Mais attention : respecter le droit à la vie, propriété et liberté ne signifie pas accepter une redistribution des ressources , nous sommes donc dans votre cadran haut à droite. Du moment que l'autorité chargée de faire respecter les droits à Vie, Liberté et Propriété excédait ses attribution et procédait à une redistribution forcée, elle violerait elle même le droit à la Propriété et nous passons alors dans le cadran bas gauche.
Quant au municipalisme de Bookchin, permettez moi le plus grand scepticisme: il suffit de voir la situation idyllique de nos campagnes, avec les réunions publiques dominées par les notables du coin, qui tout décident sans possibilité de recours. Si l'homme était altruiste cela se saurait, et nous n'aurions besoin d'aucune théorie politique.
Je vais quand même le répéter: Nous sommes en interaction et ajouter: un chien a beau avoir 4 pattes, il ne peut choisir deux chemins à la fois. Il y a des choix collectifs à faire, à tous les niveaux, c'est principalement à ça que les institutions servent. Tout l'objet de l'article est d'explorer les outils qui permettent de faire des choix collectifs en favorisant la prise en compte de tous les acteurs et de toutes leurs objections. Ce n'est pas simple, mais la sociocratie démontre de façon expérimentale que c'est possible, elle fournit une première base d'outils améliorant considérablement l'intelligence collective.
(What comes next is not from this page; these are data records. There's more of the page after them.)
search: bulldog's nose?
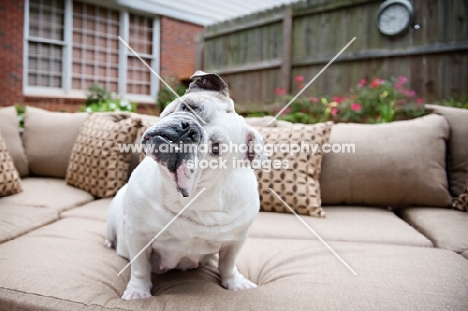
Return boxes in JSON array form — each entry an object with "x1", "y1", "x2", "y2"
[{"x1": 141, "y1": 120, "x2": 202, "y2": 144}]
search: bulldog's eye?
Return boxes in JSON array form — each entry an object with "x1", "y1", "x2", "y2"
[{"x1": 211, "y1": 143, "x2": 219, "y2": 155}]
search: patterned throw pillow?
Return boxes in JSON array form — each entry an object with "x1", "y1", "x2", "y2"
[
  {"x1": 255, "y1": 122, "x2": 333, "y2": 217},
  {"x1": 66, "y1": 114, "x2": 141, "y2": 198},
  {"x1": 452, "y1": 180, "x2": 468, "y2": 212},
  {"x1": 0, "y1": 133, "x2": 22, "y2": 197}
]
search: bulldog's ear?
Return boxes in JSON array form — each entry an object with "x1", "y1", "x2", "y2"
[
  {"x1": 187, "y1": 70, "x2": 229, "y2": 97},
  {"x1": 247, "y1": 127, "x2": 268, "y2": 163}
]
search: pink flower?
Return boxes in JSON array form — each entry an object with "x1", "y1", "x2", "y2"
[
  {"x1": 351, "y1": 103, "x2": 361, "y2": 111},
  {"x1": 296, "y1": 76, "x2": 304, "y2": 82},
  {"x1": 333, "y1": 96, "x2": 344, "y2": 104},
  {"x1": 275, "y1": 87, "x2": 286, "y2": 96},
  {"x1": 401, "y1": 90, "x2": 416, "y2": 97},
  {"x1": 281, "y1": 107, "x2": 291, "y2": 116},
  {"x1": 397, "y1": 76, "x2": 408, "y2": 84},
  {"x1": 370, "y1": 79, "x2": 384, "y2": 88}
]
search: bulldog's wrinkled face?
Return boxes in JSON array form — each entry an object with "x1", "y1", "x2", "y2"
[{"x1": 142, "y1": 71, "x2": 264, "y2": 197}]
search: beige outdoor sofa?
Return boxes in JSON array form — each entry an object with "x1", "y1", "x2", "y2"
[{"x1": 0, "y1": 107, "x2": 468, "y2": 311}]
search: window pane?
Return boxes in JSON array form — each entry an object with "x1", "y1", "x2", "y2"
[
  {"x1": 129, "y1": 14, "x2": 153, "y2": 55},
  {"x1": 127, "y1": 56, "x2": 151, "y2": 95},
  {"x1": 72, "y1": 2, "x2": 119, "y2": 92},
  {"x1": 29, "y1": 0, "x2": 64, "y2": 41},
  {"x1": 28, "y1": 42, "x2": 62, "y2": 88}
]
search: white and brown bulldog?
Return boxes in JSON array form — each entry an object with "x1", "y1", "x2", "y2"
[{"x1": 106, "y1": 71, "x2": 266, "y2": 300}]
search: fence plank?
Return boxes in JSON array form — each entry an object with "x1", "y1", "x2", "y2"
[
  {"x1": 203, "y1": 0, "x2": 468, "y2": 110},
  {"x1": 281, "y1": 8, "x2": 292, "y2": 93}
]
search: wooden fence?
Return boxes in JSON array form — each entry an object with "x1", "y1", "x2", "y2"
[{"x1": 203, "y1": 0, "x2": 468, "y2": 112}]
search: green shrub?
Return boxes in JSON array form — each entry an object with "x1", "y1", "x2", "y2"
[
  {"x1": 276, "y1": 76, "x2": 428, "y2": 124},
  {"x1": 80, "y1": 84, "x2": 137, "y2": 112}
]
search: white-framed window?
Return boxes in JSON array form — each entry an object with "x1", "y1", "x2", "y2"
[{"x1": 23, "y1": 0, "x2": 160, "y2": 103}]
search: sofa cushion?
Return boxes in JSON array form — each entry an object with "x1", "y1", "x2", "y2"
[
  {"x1": 249, "y1": 206, "x2": 433, "y2": 247},
  {"x1": 66, "y1": 114, "x2": 141, "y2": 197},
  {"x1": 0, "y1": 106, "x2": 29, "y2": 177},
  {"x1": 60, "y1": 198, "x2": 113, "y2": 222},
  {"x1": 399, "y1": 207, "x2": 468, "y2": 253},
  {"x1": 23, "y1": 107, "x2": 88, "y2": 178},
  {"x1": 426, "y1": 105, "x2": 468, "y2": 197},
  {"x1": 0, "y1": 177, "x2": 94, "y2": 212},
  {"x1": 0, "y1": 205, "x2": 58, "y2": 243},
  {"x1": 452, "y1": 181, "x2": 468, "y2": 212},
  {"x1": 0, "y1": 133, "x2": 21, "y2": 197},
  {"x1": 245, "y1": 116, "x2": 278, "y2": 127},
  {"x1": 320, "y1": 114, "x2": 451, "y2": 208},
  {"x1": 0, "y1": 213, "x2": 468, "y2": 310},
  {"x1": 255, "y1": 122, "x2": 333, "y2": 217}
]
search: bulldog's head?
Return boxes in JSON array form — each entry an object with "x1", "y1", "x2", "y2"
[{"x1": 141, "y1": 71, "x2": 266, "y2": 197}]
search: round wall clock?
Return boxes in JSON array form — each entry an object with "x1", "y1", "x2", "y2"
[{"x1": 377, "y1": 0, "x2": 414, "y2": 37}]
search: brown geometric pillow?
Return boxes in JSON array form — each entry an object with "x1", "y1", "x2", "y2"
[
  {"x1": 255, "y1": 122, "x2": 333, "y2": 217},
  {"x1": 452, "y1": 180, "x2": 468, "y2": 212},
  {"x1": 0, "y1": 133, "x2": 22, "y2": 197},
  {"x1": 66, "y1": 114, "x2": 141, "y2": 198}
]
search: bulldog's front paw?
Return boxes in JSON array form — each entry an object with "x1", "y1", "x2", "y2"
[
  {"x1": 122, "y1": 282, "x2": 151, "y2": 300},
  {"x1": 221, "y1": 272, "x2": 257, "y2": 290}
]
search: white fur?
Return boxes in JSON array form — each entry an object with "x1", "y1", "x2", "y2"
[{"x1": 106, "y1": 111, "x2": 261, "y2": 300}]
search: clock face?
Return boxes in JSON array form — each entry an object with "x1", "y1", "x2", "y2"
[
  {"x1": 379, "y1": 4, "x2": 410, "y2": 35},
  {"x1": 377, "y1": 0, "x2": 414, "y2": 36}
]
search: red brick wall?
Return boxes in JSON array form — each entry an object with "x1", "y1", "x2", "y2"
[
  {"x1": 0, "y1": 0, "x2": 24, "y2": 106},
  {"x1": 160, "y1": 16, "x2": 203, "y2": 79}
]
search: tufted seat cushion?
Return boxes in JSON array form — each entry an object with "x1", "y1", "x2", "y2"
[{"x1": 0, "y1": 200, "x2": 468, "y2": 311}]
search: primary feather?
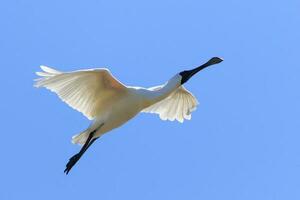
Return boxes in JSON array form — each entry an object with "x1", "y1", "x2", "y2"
[{"x1": 35, "y1": 66, "x2": 126, "y2": 120}]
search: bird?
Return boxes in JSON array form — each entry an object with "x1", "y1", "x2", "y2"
[{"x1": 34, "y1": 57, "x2": 223, "y2": 174}]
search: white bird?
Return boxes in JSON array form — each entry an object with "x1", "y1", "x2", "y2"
[{"x1": 35, "y1": 57, "x2": 223, "y2": 174}]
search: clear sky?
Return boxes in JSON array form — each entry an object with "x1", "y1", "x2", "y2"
[{"x1": 0, "y1": 0, "x2": 300, "y2": 200}]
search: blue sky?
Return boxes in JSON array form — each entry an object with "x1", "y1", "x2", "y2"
[{"x1": 0, "y1": 0, "x2": 300, "y2": 200}]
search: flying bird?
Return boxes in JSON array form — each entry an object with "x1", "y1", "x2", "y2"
[{"x1": 34, "y1": 57, "x2": 223, "y2": 174}]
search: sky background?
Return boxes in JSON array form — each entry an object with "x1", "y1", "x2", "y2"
[{"x1": 0, "y1": 0, "x2": 300, "y2": 200}]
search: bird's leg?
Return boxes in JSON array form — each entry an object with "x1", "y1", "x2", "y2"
[{"x1": 64, "y1": 125, "x2": 102, "y2": 174}]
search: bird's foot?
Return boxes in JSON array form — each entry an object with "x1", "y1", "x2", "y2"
[{"x1": 64, "y1": 153, "x2": 81, "y2": 174}]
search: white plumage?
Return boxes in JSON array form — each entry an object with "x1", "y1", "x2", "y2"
[
  {"x1": 35, "y1": 57, "x2": 222, "y2": 173},
  {"x1": 142, "y1": 86, "x2": 198, "y2": 123},
  {"x1": 35, "y1": 66, "x2": 198, "y2": 144}
]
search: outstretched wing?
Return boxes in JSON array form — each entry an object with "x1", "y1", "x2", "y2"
[
  {"x1": 34, "y1": 66, "x2": 126, "y2": 120},
  {"x1": 142, "y1": 86, "x2": 198, "y2": 123}
]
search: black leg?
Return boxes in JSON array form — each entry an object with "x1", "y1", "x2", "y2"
[{"x1": 64, "y1": 125, "x2": 102, "y2": 174}]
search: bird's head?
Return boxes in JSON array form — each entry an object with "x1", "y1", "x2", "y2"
[{"x1": 179, "y1": 57, "x2": 223, "y2": 85}]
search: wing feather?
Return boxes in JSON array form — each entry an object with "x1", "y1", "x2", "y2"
[
  {"x1": 142, "y1": 86, "x2": 198, "y2": 123},
  {"x1": 35, "y1": 66, "x2": 126, "y2": 120}
]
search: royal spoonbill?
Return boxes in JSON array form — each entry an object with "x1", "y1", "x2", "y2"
[{"x1": 35, "y1": 57, "x2": 223, "y2": 174}]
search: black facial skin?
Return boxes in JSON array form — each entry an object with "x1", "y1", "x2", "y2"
[{"x1": 179, "y1": 57, "x2": 223, "y2": 85}]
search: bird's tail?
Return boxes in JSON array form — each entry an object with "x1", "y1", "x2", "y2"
[{"x1": 72, "y1": 129, "x2": 90, "y2": 145}]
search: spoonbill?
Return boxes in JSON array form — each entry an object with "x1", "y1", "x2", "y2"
[{"x1": 34, "y1": 57, "x2": 223, "y2": 174}]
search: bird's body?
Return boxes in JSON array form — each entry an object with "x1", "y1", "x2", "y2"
[{"x1": 35, "y1": 58, "x2": 222, "y2": 173}]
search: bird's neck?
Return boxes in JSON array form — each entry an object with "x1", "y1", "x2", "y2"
[{"x1": 148, "y1": 74, "x2": 181, "y2": 104}]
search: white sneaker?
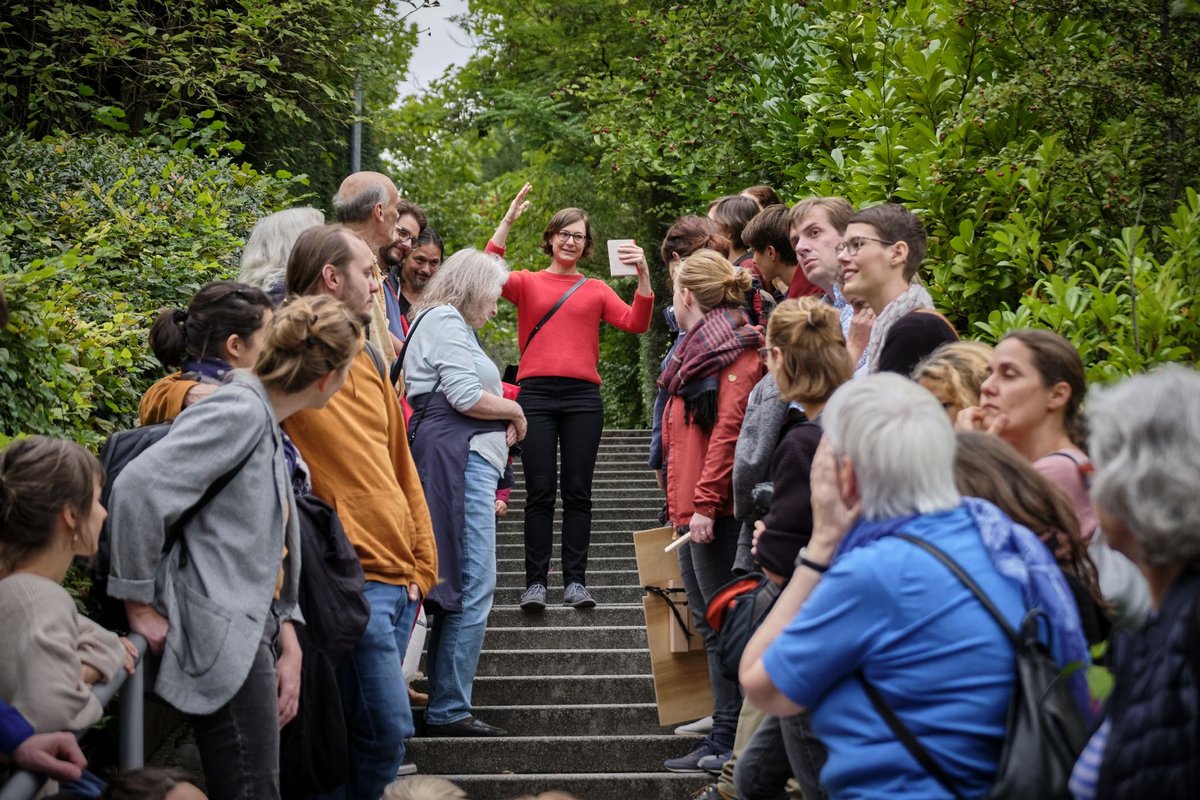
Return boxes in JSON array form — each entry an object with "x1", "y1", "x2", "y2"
[{"x1": 676, "y1": 717, "x2": 713, "y2": 736}]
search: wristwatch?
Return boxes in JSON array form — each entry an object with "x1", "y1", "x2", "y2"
[{"x1": 796, "y1": 547, "x2": 829, "y2": 573}]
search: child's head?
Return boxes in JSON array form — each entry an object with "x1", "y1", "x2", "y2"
[{"x1": 0, "y1": 437, "x2": 106, "y2": 573}]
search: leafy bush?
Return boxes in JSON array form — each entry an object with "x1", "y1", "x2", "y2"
[{"x1": 0, "y1": 128, "x2": 296, "y2": 446}]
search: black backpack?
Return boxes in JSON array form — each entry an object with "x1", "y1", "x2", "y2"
[
  {"x1": 858, "y1": 534, "x2": 1087, "y2": 800},
  {"x1": 280, "y1": 494, "x2": 367, "y2": 800},
  {"x1": 704, "y1": 572, "x2": 782, "y2": 681}
]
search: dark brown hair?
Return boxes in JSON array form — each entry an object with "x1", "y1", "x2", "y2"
[
  {"x1": 742, "y1": 205, "x2": 796, "y2": 265},
  {"x1": 739, "y1": 184, "x2": 784, "y2": 209},
  {"x1": 541, "y1": 209, "x2": 592, "y2": 259},
  {"x1": 0, "y1": 437, "x2": 104, "y2": 572},
  {"x1": 842, "y1": 203, "x2": 928, "y2": 281},
  {"x1": 659, "y1": 213, "x2": 730, "y2": 269},
  {"x1": 254, "y1": 295, "x2": 362, "y2": 393},
  {"x1": 284, "y1": 224, "x2": 356, "y2": 295},
  {"x1": 954, "y1": 431, "x2": 1108, "y2": 608},
  {"x1": 1001, "y1": 327, "x2": 1087, "y2": 451},
  {"x1": 767, "y1": 297, "x2": 854, "y2": 403},
  {"x1": 150, "y1": 281, "x2": 271, "y2": 367},
  {"x1": 708, "y1": 194, "x2": 758, "y2": 251}
]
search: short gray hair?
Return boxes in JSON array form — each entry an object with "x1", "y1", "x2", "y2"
[
  {"x1": 1087, "y1": 366, "x2": 1200, "y2": 566},
  {"x1": 238, "y1": 206, "x2": 325, "y2": 291},
  {"x1": 334, "y1": 180, "x2": 390, "y2": 225},
  {"x1": 409, "y1": 247, "x2": 509, "y2": 327},
  {"x1": 822, "y1": 373, "x2": 960, "y2": 519}
]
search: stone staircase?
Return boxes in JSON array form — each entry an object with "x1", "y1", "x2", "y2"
[{"x1": 409, "y1": 431, "x2": 707, "y2": 800}]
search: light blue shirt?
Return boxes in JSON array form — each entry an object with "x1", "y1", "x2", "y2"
[{"x1": 404, "y1": 306, "x2": 509, "y2": 473}]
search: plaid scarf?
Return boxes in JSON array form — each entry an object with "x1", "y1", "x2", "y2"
[{"x1": 659, "y1": 307, "x2": 762, "y2": 431}]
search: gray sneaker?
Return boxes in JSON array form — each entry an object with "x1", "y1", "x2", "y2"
[
  {"x1": 563, "y1": 582, "x2": 596, "y2": 608},
  {"x1": 521, "y1": 583, "x2": 546, "y2": 610}
]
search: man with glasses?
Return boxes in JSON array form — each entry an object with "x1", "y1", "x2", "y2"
[{"x1": 836, "y1": 203, "x2": 959, "y2": 377}]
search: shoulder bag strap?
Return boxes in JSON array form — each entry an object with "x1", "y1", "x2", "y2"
[
  {"x1": 856, "y1": 534, "x2": 1020, "y2": 798},
  {"x1": 170, "y1": 447, "x2": 254, "y2": 569},
  {"x1": 521, "y1": 275, "x2": 588, "y2": 353},
  {"x1": 854, "y1": 669, "x2": 962, "y2": 800}
]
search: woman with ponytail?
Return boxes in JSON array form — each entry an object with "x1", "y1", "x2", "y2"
[
  {"x1": 138, "y1": 281, "x2": 271, "y2": 425},
  {"x1": 956, "y1": 327, "x2": 1150, "y2": 626},
  {"x1": 108, "y1": 296, "x2": 362, "y2": 799},
  {"x1": 659, "y1": 249, "x2": 762, "y2": 772}
]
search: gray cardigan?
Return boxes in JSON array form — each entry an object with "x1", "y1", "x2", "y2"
[{"x1": 108, "y1": 372, "x2": 300, "y2": 714}]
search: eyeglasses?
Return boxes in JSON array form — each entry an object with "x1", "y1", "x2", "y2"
[{"x1": 833, "y1": 236, "x2": 895, "y2": 255}]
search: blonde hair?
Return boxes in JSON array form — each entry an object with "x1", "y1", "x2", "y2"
[
  {"x1": 382, "y1": 775, "x2": 467, "y2": 800},
  {"x1": 676, "y1": 248, "x2": 754, "y2": 312},
  {"x1": 767, "y1": 297, "x2": 854, "y2": 404},
  {"x1": 254, "y1": 295, "x2": 362, "y2": 395},
  {"x1": 912, "y1": 342, "x2": 991, "y2": 409}
]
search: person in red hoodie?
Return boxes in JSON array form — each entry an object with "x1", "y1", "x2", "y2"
[
  {"x1": 659, "y1": 249, "x2": 763, "y2": 772},
  {"x1": 487, "y1": 184, "x2": 654, "y2": 609}
]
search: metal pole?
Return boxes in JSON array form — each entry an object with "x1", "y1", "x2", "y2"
[{"x1": 350, "y1": 76, "x2": 362, "y2": 173}]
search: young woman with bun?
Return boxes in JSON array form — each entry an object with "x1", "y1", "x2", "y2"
[
  {"x1": 486, "y1": 184, "x2": 654, "y2": 609},
  {"x1": 138, "y1": 281, "x2": 272, "y2": 425},
  {"x1": 0, "y1": 437, "x2": 136, "y2": 733},
  {"x1": 108, "y1": 296, "x2": 362, "y2": 799},
  {"x1": 956, "y1": 327, "x2": 1150, "y2": 627},
  {"x1": 659, "y1": 249, "x2": 762, "y2": 771}
]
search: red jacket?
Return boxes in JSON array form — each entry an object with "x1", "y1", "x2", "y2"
[{"x1": 662, "y1": 350, "x2": 763, "y2": 527}]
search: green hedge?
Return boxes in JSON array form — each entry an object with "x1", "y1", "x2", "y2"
[{"x1": 0, "y1": 134, "x2": 299, "y2": 447}]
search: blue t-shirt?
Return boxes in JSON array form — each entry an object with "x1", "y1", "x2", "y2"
[{"x1": 763, "y1": 506, "x2": 1025, "y2": 799}]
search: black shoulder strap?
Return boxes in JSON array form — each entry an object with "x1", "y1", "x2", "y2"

Et dans ce cas, on se situe bien dans le cadran en haut à gauche.
Qu'appelez-vous choix collectives ?
Si ce sont des choix qui respectent la propriété privée, elles ne peuvent pas redistribuer de richesse, et nous sommes donc dans le cadran haut à droite.
Si ce sont des choix qui redistribuent la richesse en violant la propriété privée, alors nous sommes à gauche, mais pas en haut car on ne peut plus parler de libéralisme.
Encore une fois, il ne peut rien y avoir en haut à gauche: le désert intellectuel est bien justifié.
Je vous donne un seul exemple de choix collectif: l'aménagement du territoire. Des choix sont à faire au niveau national, régional, local. Je vous laisse découvrir tout seul tout ce qu'une mairie, par exemple doit décider.
Vous serez d'accord que l'aménagement d'un territoire, où il n'y ait pas de confiscation de terres, ni de cadeaux de terre domaniale aux copains, est tout à fait neutre pour ce qui concerne la redistribution de richesse.
Il n'y a donc pas d’aménagement de droite ou de gauche.
Il me semble que d'ores et déjà en France l'aménagement se fait de façon plutôt transparente, avec des réunions publiques ouvertes à tous (du moins dans ma commune) . certes, parmi les mille propositions et critiques qui peuvent sortir d'une assemblée, il faudra après converger et trancher sur une décision, et à la fin c'est toujours une personne qui décide.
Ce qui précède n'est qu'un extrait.